The USA, UK, Canada and Australia all have the administrative structure in place to share classified data with each other. Naturally not all classified data is to be shared, but classified doesn't imply not for fireigners.

The funny thing is that the NOFORN stuff is an entirely different mechanism done as trade protection, and while you can share it with any 2 bit sleaze bag multiple felon with US citizenship, you can't share it with your trusted allies sharing a clearance level.

Brilliant!

Comment Re:Trust Sony? HA! (Score 1) 587

The nice thing is that there is only one way to be good but so many ways to be evil.

Microsoft loath competition, but seem to be at worst ambivalent to their customers. I think they might even quite like them in that they recognise on some level that customers are somehow key to their success. I mean they created bob and clippy, but out of misguided good intentions, rather than evil in that case.

Sony seem to exist for the sole purpose of making their customers lives miserable.
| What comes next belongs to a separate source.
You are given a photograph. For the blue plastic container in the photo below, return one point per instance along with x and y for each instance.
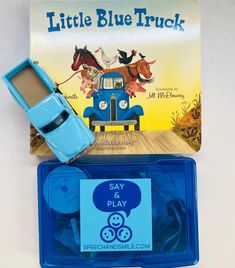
(166, 214)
I have never encountered another company which seems to despise their customers and delight in creating new schemes to make them suffer.

But that's just two. There are so many more. Blackwater (like to kill people), the big government contractors (like to steal taxpayers money under the guise of contracts), patent trolls, copyright trolls, union carbide, etc...

See so many ways.

Comment Re:Sony on Slashdot (Score 1) 587

"This thing that a subsidiary caused happened 10 years ago! NEVER FORGIVE!!!"

So, it's a thing that happened on THEIR BRAND, and their reaction: "fuck you", and then more recently, they had the largest credit card breach in history. Their reaction? "fuck you again".

Sure that event hapened 10 years ago, but the sony brand, going back much more than those 10 years has shown itself to regard the customer with utter contempt.

That was one highlight, don't pretend they've changed just because it was a long time ago. But if you want to completely ignore their behaviour and go buy your new shiny, don't let me stop you.